"This is very likely to be the LM to land on the moon - it should be"
Apollo 11 Grumman Lunar Module Eagle (LM-5)
Handwritten Construction and Testing Log Book. An October 11 to
November 14, 1968, log containing thirty-four handwritten
single-sided 8" by 11" pages in a binder. This log is particularly
rich in historical notations surrounding astronaut liaison/test
pilot Tom Attridge's Law - "Better is the enemy of best" - with
regard to the "newer, better" radar system used to replace a "best"
system, which had already tested perfectly, and how the "better"
radar's electrical problems, combined with a floor waxing delay,
interrupted a more intensive study of a transient Master Alarm
problem (with the radar, as recorded in these pages, suspected of
triggering false warning lights). Nine months later, a recurrence
of this problem almost aborted the first moon landing. This log
records some unusual (and even occasionally humorous) on-site
entries, by Apollo engineers, memorializing some demands of
constructing LM-5 (Eagle), the first ship to land a crew on
the moon. Entries are recorded in their original print and script,
and sometimes (as on 10/15 and 11/13/1968) in their fingerprinted
ink smudges. This is one of Apollo 11's most unusual and
fascinating time capsules. This log is the original first draft of
history, maintained in its original condition and page sequence. It
was cross-referenced with LM-5 engineer interviews, by Charles
Pellegrino and Joshua Stoff during the writing of Chariots for
Apollo: The Making of the Lunar Module (a basis for the
"Spider" episode of Tom Hanks' HBO mini-series From the Earth to
the Moon). Very fine.
October 11-14, 1968, The log opens with the "newer, better" LR (Landing Radar) locking up on its own signal.

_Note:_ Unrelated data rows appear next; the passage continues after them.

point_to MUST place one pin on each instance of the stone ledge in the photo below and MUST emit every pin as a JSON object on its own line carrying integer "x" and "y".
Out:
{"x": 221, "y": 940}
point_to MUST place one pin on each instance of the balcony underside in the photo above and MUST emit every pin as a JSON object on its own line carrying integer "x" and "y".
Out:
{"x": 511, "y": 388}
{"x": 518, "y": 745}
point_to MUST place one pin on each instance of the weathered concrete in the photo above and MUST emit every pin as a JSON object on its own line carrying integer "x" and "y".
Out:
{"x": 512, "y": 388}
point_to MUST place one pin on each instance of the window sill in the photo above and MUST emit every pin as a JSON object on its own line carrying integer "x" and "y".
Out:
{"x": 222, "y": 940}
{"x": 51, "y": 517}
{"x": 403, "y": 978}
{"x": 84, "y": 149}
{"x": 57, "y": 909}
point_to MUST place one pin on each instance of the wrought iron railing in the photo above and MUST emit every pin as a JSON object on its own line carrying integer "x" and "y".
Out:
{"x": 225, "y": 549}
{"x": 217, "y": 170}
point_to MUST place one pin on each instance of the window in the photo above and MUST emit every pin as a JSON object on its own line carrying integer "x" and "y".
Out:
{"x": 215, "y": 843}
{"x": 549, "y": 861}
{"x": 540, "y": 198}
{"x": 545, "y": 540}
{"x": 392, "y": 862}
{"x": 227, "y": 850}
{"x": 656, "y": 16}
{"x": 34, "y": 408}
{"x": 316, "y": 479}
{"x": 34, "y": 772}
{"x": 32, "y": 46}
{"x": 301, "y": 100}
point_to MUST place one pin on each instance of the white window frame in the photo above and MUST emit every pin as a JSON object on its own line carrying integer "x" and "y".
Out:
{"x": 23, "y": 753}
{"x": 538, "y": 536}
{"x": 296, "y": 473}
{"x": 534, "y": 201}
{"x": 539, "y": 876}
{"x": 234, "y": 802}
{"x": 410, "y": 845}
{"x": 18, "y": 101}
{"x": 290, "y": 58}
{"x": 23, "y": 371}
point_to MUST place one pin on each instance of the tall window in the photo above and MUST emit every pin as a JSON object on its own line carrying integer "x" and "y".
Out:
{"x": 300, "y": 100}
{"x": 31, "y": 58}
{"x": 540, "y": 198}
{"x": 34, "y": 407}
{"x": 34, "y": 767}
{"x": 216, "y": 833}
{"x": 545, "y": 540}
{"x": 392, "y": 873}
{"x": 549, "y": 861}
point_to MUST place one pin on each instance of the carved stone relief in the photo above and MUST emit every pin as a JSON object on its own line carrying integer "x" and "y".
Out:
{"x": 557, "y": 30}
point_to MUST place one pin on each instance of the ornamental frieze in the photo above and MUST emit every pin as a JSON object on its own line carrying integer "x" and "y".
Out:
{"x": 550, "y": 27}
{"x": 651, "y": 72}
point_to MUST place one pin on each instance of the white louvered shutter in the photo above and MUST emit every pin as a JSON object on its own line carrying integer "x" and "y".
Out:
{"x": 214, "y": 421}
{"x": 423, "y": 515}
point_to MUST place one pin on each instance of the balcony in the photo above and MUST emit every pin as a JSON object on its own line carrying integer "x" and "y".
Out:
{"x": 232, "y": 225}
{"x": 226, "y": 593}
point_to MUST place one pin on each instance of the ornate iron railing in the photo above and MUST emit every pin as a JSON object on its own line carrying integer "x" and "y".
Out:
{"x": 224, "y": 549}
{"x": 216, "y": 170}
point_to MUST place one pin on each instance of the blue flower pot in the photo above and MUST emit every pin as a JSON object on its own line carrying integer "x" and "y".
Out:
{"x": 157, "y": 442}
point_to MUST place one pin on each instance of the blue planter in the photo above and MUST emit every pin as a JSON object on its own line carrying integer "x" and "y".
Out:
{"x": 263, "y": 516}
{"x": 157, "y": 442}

October 15: Progress is reported to Al Beauregard (whose little girl's picture, forever in shade, sits safely in the LM-5 descent stage's equipment bay). A day later, progress is halted when problems develop obtaining a replacement LR.
October 17-18: Ross Fleisig (in charge of LM-5) requests new tests for swapping LRAA (LR Antenna Assembly) from another LM. This develops into extended problems with damaged equipment, creating conflicts between GAEC (Grumman) Quality Control (QC) and NASA: "New NASA man came on job. Other NASA man did not inform us he was leaving but had given GAEC QC the go ahead to perform test. New NASA man refused to stamp off test performed under go ahead by previous NASA man. Requested he verify previous steps (prep, switch positions, cooling unit turn-on) - he refused to perform this 10 minutes of work. After arguing to no avail and calling his boss it was decided to continue testing at step at which new NASA man came on job and try to get GAEC QC man to chase around for [old] NASA man who should have bought off steps before leaving for home." Note: The Lunar Modules were being built under a 24/7 schedule, and GAEC/NASA engineers were continually at the edge of exhaustion. As Fleisig once put it, "We went years without joining the family for dinner, and missed our children growing up." As in the example above, sometimes this tension shows up in the construction log.
October 18: A radar wire has charred and an investigation begins into circuits burning when a critical part of LM-5 "blew its cool."
October 20: Question arises - are false warning lights being triggered by the LR?
October 21-22: Ross Fleisig is consulted on progress clearing LR transistor/voltage problems, but they recur a day later and LM-5 is powered down for further investigation - "so we can get started someday!"
October 23: The Master Alarm (the same one that will threaten the actual landing, with a false alert) gives a false alert, in apparent conjunction with LR voltage irregularities. Investigation is interrupted: "Had to leave ACE [monitoring] Room by STE request so porter could wax floor. Waited for floor to dry. Lost tech coverage, NASA and GAEC QC, while floor was drying." The false alert problem becomes a frustratingly unrepeated event, and the problem goes to the moon unresolved. In November, preparatory notes to Ross Fleisig lead up to, "ATTEND CARR MEETING."
November 20: This very last page was copied by LM-5 engineers from the cover of Fleisig's CARR report on LM-5. Reliability Assessment: "Reported failures have gone down from (205 for) LM-3, to (74 for) LM-4, (57 for) LM-5... Significantly improved vehicle... Low [says] this is very likely to be the LM to land on the moon - it should be."